A freewheel’s internal pawls can also freeze up in the cold. You get on the bike and pedal and nothing happens: you’re pedalling air because there’s no drive. Again, hot water should do the trick. Pour it liberally over the rear hub from the drive side, then re-lube the freehub when you get the chance – or pay for your local bike shop to do it for you.

It’s both hotter and colder on a bike than on foot

Being comfortable on a bike in the cold is very different from being comfortable on foot. On one hand, you generate a lot of heat from cycling so your torso doesn’t need as much insulation. On the other hand, the increased windchill means that your extremities – fingers, toes, and ears especially – get much colder.  And you can’t put your hands in your pockets or stamp your feet to warm them up when cycling.

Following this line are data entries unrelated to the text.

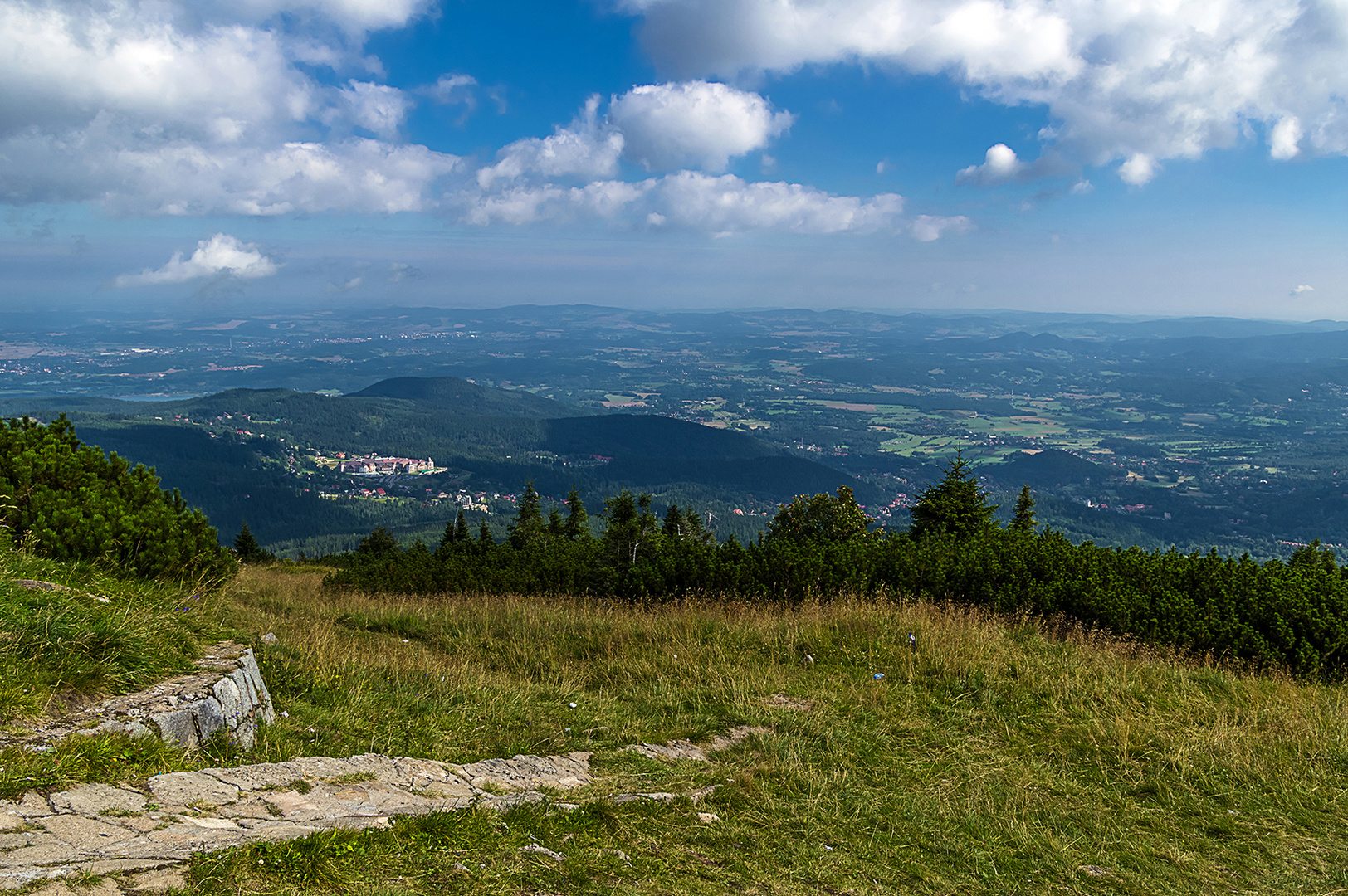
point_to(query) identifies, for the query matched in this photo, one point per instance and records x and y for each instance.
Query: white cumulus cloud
(588, 149)
(222, 255)
(695, 124)
(926, 228)
(693, 200)
(1126, 82)
(376, 107)
(999, 166)
(175, 108)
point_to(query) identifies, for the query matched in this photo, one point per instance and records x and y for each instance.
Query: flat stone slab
(120, 831)
(227, 693)
(115, 829)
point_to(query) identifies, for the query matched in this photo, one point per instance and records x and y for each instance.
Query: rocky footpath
(139, 838)
(125, 833)
(226, 694)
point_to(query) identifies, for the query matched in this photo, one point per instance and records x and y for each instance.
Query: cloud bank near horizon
(1125, 84)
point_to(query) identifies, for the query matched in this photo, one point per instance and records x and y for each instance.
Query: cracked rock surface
(118, 831)
(226, 694)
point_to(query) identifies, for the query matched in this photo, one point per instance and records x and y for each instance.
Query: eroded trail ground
(138, 838)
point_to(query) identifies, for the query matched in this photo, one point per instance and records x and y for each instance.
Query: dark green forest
(1276, 615)
(69, 501)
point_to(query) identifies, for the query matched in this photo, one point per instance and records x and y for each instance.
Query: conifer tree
(577, 524)
(247, 546)
(956, 505)
(1022, 520)
(529, 520)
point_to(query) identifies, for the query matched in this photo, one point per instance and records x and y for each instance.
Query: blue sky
(1155, 158)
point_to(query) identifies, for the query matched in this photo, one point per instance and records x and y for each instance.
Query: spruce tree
(247, 546)
(577, 524)
(956, 505)
(1022, 520)
(529, 520)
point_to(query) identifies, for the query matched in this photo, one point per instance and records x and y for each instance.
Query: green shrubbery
(69, 501)
(1290, 615)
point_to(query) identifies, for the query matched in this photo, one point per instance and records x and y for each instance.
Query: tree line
(1290, 615)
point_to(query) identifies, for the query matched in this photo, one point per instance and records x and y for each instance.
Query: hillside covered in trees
(1278, 615)
(69, 501)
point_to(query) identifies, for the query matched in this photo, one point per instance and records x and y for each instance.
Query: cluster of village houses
(375, 465)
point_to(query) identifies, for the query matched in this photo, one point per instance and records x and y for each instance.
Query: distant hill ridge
(487, 437)
(452, 392)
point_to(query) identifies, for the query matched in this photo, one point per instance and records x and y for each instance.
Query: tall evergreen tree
(1022, 520)
(247, 546)
(577, 520)
(956, 505)
(529, 522)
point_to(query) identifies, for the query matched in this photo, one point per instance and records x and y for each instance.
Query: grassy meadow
(1000, 756)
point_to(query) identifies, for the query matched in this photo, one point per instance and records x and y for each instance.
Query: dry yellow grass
(999, 756)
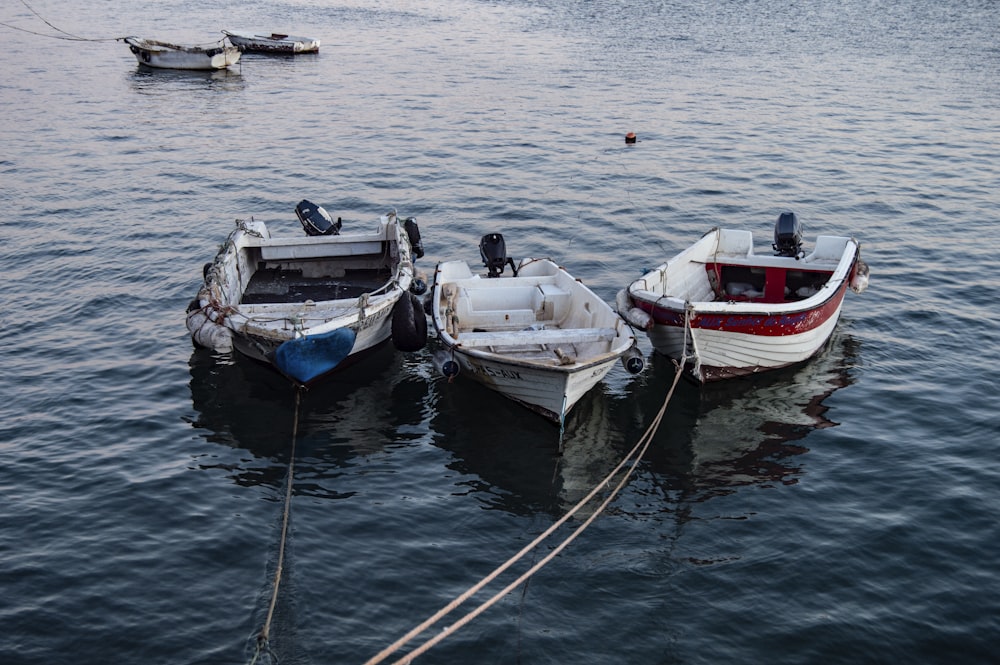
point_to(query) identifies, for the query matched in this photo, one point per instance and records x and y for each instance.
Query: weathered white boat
(272, 43)
(309, 305)
(539, 337)
(733, 312)
(163, 55)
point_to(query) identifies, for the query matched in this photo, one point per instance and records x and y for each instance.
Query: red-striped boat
(732, 312)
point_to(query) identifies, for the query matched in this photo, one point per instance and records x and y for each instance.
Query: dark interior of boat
(764, 284)
(274, 285)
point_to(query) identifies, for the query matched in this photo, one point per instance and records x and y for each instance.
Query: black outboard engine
(494, 252)
(788, 235)
(315, 220)
(413, 233)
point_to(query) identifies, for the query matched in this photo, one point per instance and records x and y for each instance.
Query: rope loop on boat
(263, 637)
(635, 455)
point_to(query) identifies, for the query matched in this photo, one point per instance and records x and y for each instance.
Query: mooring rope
(263, 637)
(68, 36)
(637, 452)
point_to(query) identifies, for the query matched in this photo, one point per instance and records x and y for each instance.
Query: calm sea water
(841, 512)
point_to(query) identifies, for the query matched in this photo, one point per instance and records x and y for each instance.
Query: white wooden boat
(539, 336)
(734, 312)
(272, 43)
(163, 55)
(309, 305)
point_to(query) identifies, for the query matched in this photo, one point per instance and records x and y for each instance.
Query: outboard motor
(788, 235)
(413, 233)
(315, 220)
(493, 250)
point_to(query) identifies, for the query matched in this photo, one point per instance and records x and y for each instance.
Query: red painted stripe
(769, 325)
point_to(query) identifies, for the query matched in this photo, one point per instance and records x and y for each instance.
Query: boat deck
(290, 286)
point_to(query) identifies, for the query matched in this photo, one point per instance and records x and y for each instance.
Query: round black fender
(409, 323)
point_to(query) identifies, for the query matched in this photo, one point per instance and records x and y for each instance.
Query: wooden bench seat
(527, 337)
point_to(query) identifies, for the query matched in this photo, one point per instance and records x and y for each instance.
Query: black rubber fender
(409, 324)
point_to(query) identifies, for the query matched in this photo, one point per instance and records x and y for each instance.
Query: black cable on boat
(263, 637)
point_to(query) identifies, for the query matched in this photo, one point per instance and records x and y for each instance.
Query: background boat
(272, 42)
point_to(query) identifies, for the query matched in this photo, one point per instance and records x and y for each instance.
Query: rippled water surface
(842, 511)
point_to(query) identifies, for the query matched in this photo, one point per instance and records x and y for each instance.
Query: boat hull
(281, 300)
(689, 309)
(273, 43)
(541, 339)
(162, 55)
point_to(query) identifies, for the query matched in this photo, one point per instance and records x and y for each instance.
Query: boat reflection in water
(714, 438)
(244, 405)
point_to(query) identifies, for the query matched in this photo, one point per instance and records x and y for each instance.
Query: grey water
(844, 511)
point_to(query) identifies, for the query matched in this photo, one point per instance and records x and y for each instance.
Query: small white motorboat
(538, 336)
(309, 305)
(163, 55)
(272, 43)
(732, 312)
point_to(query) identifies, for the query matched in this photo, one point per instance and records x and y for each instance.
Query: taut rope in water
(636, 455)
(263, 637)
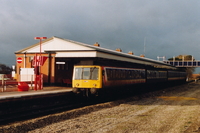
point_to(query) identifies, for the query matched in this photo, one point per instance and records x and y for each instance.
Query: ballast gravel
(173, 110)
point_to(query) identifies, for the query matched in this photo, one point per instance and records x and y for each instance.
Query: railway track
(46, 108)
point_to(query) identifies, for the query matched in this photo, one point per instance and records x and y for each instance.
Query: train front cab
(87, 79)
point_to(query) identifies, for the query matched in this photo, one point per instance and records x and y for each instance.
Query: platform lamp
(40, 59)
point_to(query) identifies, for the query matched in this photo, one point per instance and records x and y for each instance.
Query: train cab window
(87, 73)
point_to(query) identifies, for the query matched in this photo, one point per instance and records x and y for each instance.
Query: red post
(39, 77)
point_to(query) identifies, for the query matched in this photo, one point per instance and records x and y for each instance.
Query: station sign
(39, 60)
(19, 60)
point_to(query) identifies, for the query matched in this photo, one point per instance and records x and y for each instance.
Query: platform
(183, 63)
(12, 95)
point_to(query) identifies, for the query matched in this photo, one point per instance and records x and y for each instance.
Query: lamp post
(39, 64)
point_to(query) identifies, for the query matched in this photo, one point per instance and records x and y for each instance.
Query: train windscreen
(89, 73)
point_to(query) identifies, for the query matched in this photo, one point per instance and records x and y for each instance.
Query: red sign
(19, 60)
(39, 61)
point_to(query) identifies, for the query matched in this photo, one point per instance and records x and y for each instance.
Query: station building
(62, 54)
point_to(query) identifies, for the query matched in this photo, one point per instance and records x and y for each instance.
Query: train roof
(69, 48)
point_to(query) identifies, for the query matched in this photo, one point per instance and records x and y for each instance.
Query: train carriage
(91, 78)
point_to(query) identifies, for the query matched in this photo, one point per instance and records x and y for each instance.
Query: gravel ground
(176, 110)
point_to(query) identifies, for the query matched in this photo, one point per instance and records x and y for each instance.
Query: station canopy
(68, 48)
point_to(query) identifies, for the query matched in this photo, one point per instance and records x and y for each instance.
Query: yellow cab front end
(87, 78)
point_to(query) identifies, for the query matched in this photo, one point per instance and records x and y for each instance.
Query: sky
(151, 27)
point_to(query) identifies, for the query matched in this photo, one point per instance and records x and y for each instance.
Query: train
(89, 79)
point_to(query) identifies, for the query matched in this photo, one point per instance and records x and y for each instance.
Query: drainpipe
(25, 60)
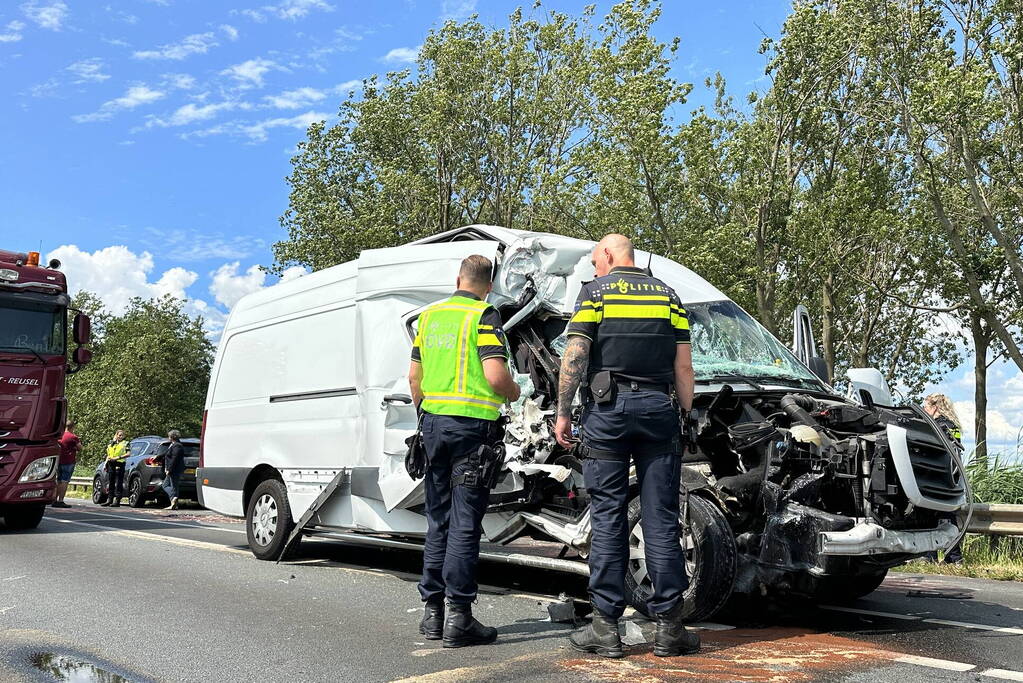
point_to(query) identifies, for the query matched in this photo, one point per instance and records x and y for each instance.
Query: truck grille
(937, 475)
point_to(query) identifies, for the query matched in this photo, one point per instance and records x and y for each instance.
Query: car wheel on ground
(20, 517)
(136, 492)
(710, 560)
(268, 521)
(97, 491)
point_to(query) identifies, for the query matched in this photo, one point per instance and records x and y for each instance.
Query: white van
(793, 487)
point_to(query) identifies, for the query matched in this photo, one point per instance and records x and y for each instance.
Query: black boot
(672, 639)
(432, 625)
(460, 629)
(601, 637)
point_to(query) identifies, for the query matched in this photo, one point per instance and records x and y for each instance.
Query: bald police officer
(459, 378)
(629, 340)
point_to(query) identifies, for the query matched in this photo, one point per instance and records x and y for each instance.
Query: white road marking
(942, 622)
(1004, 674)
(947, 665)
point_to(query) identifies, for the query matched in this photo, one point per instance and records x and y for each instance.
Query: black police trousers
(643, 425)
(454, 514)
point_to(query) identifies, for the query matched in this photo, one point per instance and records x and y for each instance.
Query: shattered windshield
(726, 342)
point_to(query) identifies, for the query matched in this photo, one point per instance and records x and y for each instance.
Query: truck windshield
(28, 325)
(726, 342)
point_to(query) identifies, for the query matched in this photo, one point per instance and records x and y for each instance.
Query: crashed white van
(792, 489)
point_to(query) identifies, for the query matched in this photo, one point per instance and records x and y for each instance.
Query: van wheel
(268, 521)
(136, 496)
(23, 517)
(97, 491)
(710, 560)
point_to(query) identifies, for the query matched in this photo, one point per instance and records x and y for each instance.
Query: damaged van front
(791, 488)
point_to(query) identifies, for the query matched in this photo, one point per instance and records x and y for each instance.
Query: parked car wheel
(710, 560)
(20, 517)
(136, 492)
(97, 491)
(268, 521)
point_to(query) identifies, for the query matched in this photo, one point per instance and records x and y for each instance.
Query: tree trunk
(981, 340)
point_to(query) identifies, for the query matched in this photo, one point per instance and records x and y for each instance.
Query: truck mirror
(82, 330)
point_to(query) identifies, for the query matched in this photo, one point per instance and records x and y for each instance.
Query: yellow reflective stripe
(637, 298)
(625, 311)
(586, 315)
(488, 340)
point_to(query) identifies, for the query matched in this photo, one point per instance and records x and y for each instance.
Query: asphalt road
(176, 596)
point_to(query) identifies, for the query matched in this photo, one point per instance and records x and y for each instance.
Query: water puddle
(73, 670)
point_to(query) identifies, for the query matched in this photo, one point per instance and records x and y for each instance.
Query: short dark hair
(477, 269)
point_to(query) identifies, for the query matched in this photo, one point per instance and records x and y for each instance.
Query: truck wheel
(710, 560)
(268, 521)
(97, 491)
(20, 517)
(136, 494)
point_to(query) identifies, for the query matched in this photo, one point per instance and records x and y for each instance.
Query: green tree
(149, 373)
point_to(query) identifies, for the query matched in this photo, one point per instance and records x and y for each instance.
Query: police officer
(629, 346)
(459, 378)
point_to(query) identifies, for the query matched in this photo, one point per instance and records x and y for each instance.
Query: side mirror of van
(818, 367)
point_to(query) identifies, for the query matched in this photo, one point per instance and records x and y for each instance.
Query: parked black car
(143, 474)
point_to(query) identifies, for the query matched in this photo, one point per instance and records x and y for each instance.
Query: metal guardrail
(989, 518)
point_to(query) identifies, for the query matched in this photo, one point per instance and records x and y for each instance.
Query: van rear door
(394, 284)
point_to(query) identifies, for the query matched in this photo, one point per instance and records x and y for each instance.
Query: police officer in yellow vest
(117, 452)
(459, 378)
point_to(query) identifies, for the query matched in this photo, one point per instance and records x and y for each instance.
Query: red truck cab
(34, 305)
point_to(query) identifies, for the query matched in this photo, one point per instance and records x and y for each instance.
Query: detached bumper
(870, 539)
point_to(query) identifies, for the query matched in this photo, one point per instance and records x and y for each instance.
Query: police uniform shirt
(491, 342)
(634, 321)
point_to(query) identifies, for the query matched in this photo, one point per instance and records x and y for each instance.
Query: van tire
(98, 497)
(712, 555)
(24, 517)
(269, 522)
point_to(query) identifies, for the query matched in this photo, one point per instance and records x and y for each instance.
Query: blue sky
(145, 142)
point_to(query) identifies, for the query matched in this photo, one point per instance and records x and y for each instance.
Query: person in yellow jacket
(459, 379)
(117, 452)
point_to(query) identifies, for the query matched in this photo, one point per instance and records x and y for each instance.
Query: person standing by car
(70, 447)
(941, 409)
(174, 466)
(459, 378)
(629, 340)
(117, 452)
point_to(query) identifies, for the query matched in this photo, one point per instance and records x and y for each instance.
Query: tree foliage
(148, 374)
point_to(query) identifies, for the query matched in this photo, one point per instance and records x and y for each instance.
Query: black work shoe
(432, 626)
(599, 637)
(460, 629)
(672, 639)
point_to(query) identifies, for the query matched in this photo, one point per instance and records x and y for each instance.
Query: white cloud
(228, 286)
(285, 9)
(401, 55)
(89, 71)
(250, 73)
(13, 32)
(46, 14)
(300, 97)
(190, 114)
(198, 43)
(457, 9)
(137, 95)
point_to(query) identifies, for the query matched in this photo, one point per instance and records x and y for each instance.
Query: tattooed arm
(574, 364)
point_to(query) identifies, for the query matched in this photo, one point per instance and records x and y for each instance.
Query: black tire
(23, 517)
(268, 521)
(710, 559)
(98, 496)
(849, 589)
(136, 493)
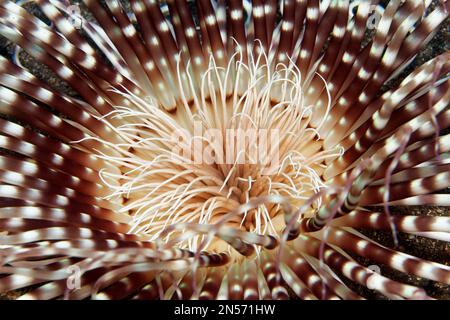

The most important items in your winter cycling wardrobe are:

  • A jacket that’s windproof and, unless you’re a fair weather cyclist, waterproof. Insulation isn’t important, but the jacket needs to be cut long in the back and arms and high at the neck to keep out cold winds when you’re in a leaning-forward position on your bike.
  • Good quality winter gloves that are windproof, at least showerproof, and insulated. Your hands don’t move much when cycling and your body diverts warm blood away from them when it’s cold, so you’ll need that extra warmth. Crab-claw style gloves with two double-width fingers are good.
  • Something to keep your ears and forehead warm. That might be a stretchy snood, a winter cycling cap, or a cycling ‘skull cap’. All of these will fit beneath a (draughty!) helmet.
  • Warm socks and overshoes. There are bike-specific overshoes for cycling footwear or looser-fitting ones for covering street shoes.